如此互不相让中,川西盆地盆沿上众人的眼光透过剑门险关、岷山雪峰,看到川外世界。
这时,华北形势发生急剧变化的消息迟迟传到川西北。有消息报道:日本于上月初占领丰台,炮击北平,并令汉奸组织所谓“华北国”、“正义自卫军”。红军指战员得此消息,惊叹:“华北偌大山河已沦为日本殖民地矣!”
8月1日,是中国工农红军的诞生日。8年前,中国共产党领导的武装起义在南昌城头打响了武装反抗国民党反动派的第一枪。这打响第一枪的周恩来、朱德、刘伯承等人,8年后正在川西北高原,他们在为红军的战略方向问题与张国焘争论得面红耳赤,为中国的苏维埃运动寻找新的根据地。
就在这时,远方的第三共产国际领导人斯大林却悄悄地放弃了“中国苏维埃运动”的提法,继而提出了取而代之的新口号:中国抗日民族统一战线。共产国际在莫斯科举行第七次大会,主席季米特洛夫在他的政治报告中,强调指出殖民地应建立反帝的民族统一战线,特别是中国要建立抗日的民族统一战线。这时驻共产国际的中共中央代表王明,选取了中国工农红军建军日,代表中华苏维埃中央政府、中共中央发表了《为抗日救国告全体同胞书》,呼吁停战,组织全中国统一的国防政府和抗日联军,一致抗日。这即是著名的《八一宣言》。
中共中央在川西北的要人们在这时还没有时间顾得上考虑世界大事,没有充分认识到中国革命新高潮的到来在即,红军可在抗日民族统一战线上找到属于自己的时代列车,尽快乘坐上去。张国焘不可能认识到,毛泽东也没有认识到。
此时的毛泽东为红4军军长改了一个名字,把“许士友”中的“士”字改为“世”,说道:“这个字一改,你就成为世界之友了!我们的红军战士,不但要事事处处想到中国,还要放眼世界哟!”许世友乐意地接受了这个名字。但是,毛泽东眼下的紧迫任务还不是“胸怀全球”,而是赶快想办法如何摆脱这川西北困境,走到一个能建立苏维埃根据地的地方去。
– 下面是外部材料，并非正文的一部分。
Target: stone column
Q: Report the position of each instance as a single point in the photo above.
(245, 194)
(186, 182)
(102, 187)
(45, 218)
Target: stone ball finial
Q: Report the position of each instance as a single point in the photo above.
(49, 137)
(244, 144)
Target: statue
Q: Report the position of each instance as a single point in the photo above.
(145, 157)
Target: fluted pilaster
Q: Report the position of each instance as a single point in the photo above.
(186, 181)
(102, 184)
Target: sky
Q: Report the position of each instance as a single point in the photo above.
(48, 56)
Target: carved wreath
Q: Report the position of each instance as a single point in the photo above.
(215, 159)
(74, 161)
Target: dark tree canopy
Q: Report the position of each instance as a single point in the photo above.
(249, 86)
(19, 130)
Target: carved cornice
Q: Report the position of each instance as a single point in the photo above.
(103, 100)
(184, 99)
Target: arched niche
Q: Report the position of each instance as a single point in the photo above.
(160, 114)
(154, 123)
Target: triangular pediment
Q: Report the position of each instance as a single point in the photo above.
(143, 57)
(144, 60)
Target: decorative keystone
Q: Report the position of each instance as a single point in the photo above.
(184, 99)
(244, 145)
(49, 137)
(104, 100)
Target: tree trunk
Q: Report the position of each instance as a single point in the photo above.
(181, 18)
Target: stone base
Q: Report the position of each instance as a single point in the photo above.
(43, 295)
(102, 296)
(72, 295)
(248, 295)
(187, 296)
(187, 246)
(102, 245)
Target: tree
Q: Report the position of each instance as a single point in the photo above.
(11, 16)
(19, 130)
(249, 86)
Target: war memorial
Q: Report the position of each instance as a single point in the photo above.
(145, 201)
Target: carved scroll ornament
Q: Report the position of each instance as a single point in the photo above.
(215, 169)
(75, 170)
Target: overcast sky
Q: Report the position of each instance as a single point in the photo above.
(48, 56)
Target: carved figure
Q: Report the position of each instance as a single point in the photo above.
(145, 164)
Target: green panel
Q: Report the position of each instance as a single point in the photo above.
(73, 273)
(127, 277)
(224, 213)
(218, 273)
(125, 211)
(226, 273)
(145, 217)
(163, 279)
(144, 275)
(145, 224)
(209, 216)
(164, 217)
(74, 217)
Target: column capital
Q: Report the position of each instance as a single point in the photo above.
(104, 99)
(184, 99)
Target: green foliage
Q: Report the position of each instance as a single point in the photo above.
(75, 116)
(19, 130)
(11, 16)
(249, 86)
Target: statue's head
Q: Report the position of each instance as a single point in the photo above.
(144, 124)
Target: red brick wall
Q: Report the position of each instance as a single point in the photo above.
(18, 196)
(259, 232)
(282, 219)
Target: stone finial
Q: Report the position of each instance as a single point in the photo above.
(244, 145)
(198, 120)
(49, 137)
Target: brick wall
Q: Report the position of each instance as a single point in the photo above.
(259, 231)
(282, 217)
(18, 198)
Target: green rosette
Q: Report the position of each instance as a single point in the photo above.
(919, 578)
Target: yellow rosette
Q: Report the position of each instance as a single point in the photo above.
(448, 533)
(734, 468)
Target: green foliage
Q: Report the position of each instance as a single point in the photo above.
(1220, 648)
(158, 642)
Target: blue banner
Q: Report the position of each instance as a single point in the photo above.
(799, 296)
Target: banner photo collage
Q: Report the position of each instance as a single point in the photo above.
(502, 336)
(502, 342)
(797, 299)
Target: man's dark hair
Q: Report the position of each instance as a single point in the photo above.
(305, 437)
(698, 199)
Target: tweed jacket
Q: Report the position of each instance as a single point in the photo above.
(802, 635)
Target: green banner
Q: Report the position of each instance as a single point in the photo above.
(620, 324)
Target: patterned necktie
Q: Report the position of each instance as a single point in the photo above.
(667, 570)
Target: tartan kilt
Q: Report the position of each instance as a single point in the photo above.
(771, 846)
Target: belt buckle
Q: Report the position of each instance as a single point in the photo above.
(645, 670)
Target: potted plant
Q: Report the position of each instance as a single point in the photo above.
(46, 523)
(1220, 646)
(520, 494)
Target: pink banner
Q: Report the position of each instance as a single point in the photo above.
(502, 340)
抗日的问题,中国国民党政府更没有提上议事日程,他们在忙着“安内”。8月5日,忙于在川西北“剿赤”的蒋介石,除自己亲临前线指挥“围剿”大草地以南的红军外,还限令福建国民党军在3个月内肃清边区“残匪”。而得寸进尺的日本人见有机可乘,随之提出了许多非法的苛刻要求。焦头烂额的蒋介石决定忙完一头再说另一头,他稀里糊涂地在日本所提出的条件上划了押,仍把主要精力放在了好像唾手可得的“剿赤”上,他认为毛泽东就擒在即。7日,驻日大使蒋作宾自成都携带蒋介石对日交涉提案到了南京。提案称:(一)东北问题暂置不问;(二)中日在平等基础之上废除一切不平等条约;(三)平等互惠促进中日经济提携,在此基础上缔结军事协定。
蒋介石的倒行逆施引起了国民党内部的不满。8日,汪精卫请辞行政院长及外交部长职。紧接着,侨务委员长陈树人、实业部长陈公博、铁道部长顾孟余、教育部长王世杰、外交次长唐有壬、行政院秘书长褚民谊等也先后请求辞职,表示与汪精卫“同进退”。这时,湘、鄂、赣、皖4省水灾甚大,灾民达1400多万人,受灾区10万平方公里,淹毙10余万人。在成都忙得团团转的蒋介石在委任卫立煌为闽赣浙皖边区的“清剿总指挥”后,14日不得不飞离“剿赤”第一线,由成都飞到庐山,先处理汪精卫等人的辞职事。同时,他也没有忘记“灭共”大愿,于15日责令国民党中常会通过了《严惩共党反复案》,规定:凡“自首”、“自新”共党复而加者,一律枪决,或处无期徒刑。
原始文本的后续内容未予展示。